La cosa interessante è che si tratta di un gioco palesemente narrativo ma privo di testo: i personaggi che incontriamo parlano in geroglifico, con glifi che ognuno indicano un concetto o modificano il significato di altri glifi (il segno di plurale, di negazione, di domanda…).
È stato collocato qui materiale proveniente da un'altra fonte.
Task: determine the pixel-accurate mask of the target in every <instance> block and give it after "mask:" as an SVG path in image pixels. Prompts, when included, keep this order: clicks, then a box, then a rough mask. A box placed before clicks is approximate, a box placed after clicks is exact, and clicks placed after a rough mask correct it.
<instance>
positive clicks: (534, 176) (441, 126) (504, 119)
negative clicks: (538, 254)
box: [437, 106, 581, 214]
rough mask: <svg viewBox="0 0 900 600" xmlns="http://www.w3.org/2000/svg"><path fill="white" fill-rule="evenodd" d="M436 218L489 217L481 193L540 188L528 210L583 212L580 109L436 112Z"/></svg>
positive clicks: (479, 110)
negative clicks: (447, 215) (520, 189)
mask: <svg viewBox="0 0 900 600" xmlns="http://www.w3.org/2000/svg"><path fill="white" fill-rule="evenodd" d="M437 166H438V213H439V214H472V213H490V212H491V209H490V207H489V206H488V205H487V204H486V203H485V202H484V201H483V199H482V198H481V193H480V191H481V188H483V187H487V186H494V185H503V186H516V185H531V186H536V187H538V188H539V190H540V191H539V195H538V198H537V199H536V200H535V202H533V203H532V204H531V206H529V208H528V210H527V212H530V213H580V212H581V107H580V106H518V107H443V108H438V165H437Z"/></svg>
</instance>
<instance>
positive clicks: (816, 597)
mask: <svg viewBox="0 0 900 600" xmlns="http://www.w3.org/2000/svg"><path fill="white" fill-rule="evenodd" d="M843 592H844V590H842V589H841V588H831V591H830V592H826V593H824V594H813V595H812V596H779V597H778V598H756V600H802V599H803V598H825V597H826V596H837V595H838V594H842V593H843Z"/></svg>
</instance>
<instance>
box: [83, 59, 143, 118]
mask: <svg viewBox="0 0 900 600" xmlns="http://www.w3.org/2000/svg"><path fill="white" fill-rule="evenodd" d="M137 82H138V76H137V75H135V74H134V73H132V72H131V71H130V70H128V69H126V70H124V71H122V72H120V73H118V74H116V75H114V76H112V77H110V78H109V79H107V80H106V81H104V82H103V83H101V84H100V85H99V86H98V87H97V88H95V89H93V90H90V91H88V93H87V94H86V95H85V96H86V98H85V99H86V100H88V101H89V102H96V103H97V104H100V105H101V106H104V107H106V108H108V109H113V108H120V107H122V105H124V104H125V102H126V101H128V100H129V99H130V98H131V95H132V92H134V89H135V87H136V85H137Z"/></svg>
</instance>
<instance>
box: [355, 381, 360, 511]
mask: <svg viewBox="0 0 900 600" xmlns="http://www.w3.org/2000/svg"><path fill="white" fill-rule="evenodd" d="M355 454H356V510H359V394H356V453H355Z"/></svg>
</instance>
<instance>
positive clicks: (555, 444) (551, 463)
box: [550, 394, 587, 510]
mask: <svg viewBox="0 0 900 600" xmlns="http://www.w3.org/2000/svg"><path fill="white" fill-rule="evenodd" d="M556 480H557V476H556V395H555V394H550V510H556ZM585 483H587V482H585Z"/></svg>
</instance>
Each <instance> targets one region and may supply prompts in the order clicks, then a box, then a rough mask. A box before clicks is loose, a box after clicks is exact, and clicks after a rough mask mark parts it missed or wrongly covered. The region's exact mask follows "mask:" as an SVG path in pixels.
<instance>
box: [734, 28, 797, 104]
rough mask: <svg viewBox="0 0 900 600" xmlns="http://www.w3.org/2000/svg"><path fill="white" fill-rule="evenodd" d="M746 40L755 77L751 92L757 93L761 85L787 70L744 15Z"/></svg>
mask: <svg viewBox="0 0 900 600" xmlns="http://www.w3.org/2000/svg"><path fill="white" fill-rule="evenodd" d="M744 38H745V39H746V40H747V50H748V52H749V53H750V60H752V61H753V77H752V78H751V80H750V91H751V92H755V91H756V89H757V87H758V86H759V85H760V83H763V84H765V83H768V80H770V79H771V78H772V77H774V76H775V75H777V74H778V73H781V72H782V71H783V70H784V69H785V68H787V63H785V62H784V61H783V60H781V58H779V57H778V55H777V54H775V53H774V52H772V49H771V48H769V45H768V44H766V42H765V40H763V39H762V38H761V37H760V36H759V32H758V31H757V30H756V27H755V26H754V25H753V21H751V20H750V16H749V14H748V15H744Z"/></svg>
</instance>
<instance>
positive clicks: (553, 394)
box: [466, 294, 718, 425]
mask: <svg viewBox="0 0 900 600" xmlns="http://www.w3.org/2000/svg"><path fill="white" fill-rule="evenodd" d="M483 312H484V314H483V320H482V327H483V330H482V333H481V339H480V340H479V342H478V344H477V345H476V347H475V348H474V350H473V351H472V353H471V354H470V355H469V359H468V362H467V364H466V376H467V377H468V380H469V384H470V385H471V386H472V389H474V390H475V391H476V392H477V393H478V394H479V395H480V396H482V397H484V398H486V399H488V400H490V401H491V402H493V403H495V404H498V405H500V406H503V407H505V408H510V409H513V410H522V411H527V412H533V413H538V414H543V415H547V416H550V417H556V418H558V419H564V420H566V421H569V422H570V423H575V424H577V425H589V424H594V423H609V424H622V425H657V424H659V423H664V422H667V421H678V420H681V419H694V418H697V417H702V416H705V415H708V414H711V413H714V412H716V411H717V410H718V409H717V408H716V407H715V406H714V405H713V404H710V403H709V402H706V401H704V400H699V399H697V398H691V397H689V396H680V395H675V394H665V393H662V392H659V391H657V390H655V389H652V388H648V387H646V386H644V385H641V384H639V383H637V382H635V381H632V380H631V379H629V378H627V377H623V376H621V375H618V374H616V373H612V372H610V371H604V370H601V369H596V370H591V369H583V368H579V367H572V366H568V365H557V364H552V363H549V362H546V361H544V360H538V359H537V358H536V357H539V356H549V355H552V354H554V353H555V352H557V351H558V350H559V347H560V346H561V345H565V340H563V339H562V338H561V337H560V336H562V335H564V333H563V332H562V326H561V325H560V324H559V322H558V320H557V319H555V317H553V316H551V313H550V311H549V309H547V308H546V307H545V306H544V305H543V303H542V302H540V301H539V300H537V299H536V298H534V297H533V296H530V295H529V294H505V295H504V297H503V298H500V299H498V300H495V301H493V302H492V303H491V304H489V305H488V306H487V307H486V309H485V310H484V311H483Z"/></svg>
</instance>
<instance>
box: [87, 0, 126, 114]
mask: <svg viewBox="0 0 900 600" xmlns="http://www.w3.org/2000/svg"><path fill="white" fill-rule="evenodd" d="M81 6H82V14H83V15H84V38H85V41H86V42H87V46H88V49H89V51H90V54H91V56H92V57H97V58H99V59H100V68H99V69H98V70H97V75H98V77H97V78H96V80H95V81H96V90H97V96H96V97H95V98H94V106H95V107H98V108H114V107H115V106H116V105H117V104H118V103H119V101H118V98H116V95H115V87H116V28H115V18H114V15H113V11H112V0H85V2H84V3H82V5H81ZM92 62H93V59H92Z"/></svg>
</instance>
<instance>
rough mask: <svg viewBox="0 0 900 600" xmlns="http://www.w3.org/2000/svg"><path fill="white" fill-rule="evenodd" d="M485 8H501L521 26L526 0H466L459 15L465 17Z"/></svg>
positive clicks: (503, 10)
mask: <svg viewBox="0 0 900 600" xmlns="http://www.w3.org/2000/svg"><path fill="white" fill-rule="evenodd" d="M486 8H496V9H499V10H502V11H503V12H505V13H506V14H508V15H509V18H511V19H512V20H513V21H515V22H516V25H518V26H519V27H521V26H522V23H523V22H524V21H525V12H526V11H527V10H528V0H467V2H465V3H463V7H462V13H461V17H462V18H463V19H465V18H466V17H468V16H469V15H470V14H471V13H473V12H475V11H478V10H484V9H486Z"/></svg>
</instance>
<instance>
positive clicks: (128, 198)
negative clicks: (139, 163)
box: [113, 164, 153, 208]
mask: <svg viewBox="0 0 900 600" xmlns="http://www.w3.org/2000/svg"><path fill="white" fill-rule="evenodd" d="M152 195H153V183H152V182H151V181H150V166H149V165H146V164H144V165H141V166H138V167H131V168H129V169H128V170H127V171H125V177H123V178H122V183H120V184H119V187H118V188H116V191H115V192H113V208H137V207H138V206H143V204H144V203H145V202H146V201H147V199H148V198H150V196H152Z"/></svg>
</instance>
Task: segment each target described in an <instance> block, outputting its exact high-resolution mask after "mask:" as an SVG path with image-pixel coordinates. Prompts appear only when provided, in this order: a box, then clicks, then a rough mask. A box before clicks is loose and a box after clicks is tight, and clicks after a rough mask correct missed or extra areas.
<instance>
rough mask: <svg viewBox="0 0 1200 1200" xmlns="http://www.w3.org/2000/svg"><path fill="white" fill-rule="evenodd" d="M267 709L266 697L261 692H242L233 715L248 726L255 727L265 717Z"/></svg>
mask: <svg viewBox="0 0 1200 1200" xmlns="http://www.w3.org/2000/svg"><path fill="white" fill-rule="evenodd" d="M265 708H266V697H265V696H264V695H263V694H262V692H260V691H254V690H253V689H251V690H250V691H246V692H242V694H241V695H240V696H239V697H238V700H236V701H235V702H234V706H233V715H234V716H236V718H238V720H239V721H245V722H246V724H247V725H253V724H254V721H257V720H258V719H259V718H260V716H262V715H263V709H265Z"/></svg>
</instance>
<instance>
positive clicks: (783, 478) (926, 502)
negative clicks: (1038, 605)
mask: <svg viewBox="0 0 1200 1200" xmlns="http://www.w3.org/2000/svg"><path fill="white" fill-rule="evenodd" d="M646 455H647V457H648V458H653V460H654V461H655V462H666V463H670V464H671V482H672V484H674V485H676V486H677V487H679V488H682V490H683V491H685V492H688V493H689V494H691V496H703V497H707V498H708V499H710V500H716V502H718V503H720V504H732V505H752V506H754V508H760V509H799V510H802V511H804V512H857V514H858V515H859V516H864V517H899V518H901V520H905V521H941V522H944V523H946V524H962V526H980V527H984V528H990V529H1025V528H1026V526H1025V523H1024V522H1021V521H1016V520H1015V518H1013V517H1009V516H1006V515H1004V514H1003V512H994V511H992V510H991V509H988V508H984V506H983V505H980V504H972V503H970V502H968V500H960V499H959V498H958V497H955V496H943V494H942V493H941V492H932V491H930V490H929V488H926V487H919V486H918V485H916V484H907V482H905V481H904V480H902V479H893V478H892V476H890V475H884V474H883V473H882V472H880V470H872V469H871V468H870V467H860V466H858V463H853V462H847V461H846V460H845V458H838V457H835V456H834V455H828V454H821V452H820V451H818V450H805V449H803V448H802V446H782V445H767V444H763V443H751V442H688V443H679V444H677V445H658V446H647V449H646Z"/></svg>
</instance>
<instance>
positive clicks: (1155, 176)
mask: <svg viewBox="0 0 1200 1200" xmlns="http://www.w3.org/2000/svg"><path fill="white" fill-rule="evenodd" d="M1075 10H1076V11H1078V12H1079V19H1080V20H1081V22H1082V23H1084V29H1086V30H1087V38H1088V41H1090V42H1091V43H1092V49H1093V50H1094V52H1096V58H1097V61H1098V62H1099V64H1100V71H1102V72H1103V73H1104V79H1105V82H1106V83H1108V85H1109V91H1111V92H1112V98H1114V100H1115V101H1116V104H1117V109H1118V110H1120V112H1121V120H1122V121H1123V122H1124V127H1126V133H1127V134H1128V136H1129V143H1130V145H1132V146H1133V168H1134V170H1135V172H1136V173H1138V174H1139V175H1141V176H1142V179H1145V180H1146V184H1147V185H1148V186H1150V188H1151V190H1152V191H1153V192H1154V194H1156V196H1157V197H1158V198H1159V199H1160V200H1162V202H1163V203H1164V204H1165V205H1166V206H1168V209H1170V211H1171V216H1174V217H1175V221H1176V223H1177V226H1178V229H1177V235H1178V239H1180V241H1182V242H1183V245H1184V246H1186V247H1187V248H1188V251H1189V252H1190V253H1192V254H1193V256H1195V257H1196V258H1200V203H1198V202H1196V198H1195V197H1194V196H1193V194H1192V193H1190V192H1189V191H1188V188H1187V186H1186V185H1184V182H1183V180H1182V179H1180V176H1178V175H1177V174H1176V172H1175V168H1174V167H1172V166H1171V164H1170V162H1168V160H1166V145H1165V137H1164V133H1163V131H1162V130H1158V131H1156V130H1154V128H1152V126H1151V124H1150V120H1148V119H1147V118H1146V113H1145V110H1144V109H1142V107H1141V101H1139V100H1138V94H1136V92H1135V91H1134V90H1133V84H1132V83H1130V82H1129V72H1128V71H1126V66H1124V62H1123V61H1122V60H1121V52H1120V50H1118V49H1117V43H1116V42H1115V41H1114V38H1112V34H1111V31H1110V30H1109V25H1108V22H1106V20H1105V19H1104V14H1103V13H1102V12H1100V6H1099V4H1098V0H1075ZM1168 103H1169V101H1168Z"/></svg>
Ovviamente le varie comunità parlano lngue differenti e i loro glifi sono altrettanto differenti, sia nel modo di scrivere che nei significati per i quali sono stati inventati: la raccolta dei segni dei Devoti ruota attorno a Dio, quello dei Guerrieri attonro al Dovere, e così via. La sintassi, addirittura, è diversa, con metodi diversi di combinare i glifi.
È chiaro che progredire nel gioco richiede di decifrare le varie raccolte di glifi per capire cosa stia succedendo: siamo cioè dalle parti di un puzzle game che richiede di andare in giro e risolvere man mano i vari enigmi linguistici che si presentano; c’è qualche elemento di raccolta di oggetti da usare al momento giusto per poter sbloccare nuove aree del labirinto dell’enorme torre e ogni tanto delle aree in cui bisogna muoversi di nascosto per non farsi scoprire, ma in sé il gioco è tutto qui.

Con mezzi apparentemente csosì semplici, il gioco ha una profondità notevole, che mi fa pensare che giocarlo sia quasi una sorta di masterclass di narrative design. È chiaro che da una parte gli autori capitalizzano sul precedente Heaven’s Vault dello studio Inkle (là c’era un’archeologa che doveva ritrovare le tracce degli Antichi e anche lì il giocatore doveva decifrare un alfabeto geroglifico); dall’altra sfruttano il fatto che l’ovvio riferimento alla Torre di Babele consente una facile immedesimazione al giocatore. Tuttavia la varietà di personaggi e situazioni, l’abile caratterizzazione delle varie comunità, l’uso intensamente narrativo dei glifi e della loro organizzazione è davvero notevole ed è magistrale la capacità di far progredire la narrazione con strumenti così poveri.
Oltretutto il gioco offre frequentemente sottotesti interessanti, per chi vuole coglierli: per esempio apparentemente l’asso nella manica del pellegrino è… un quaderno, dove schizza con immediatezza i vari eprsonaggi e le situazioni che incontra e l’uso dei glifi che ha testimoniato, costruendo man mano la sua personale biblioteca (forse sarebbe meglio; vocabolario) di riferimento.
Ripeto quindi il consiglio di provarlo: vedo fra l’altro che è disponiible su mobile addiritura gratis (credo con pubblicità intena al gioco).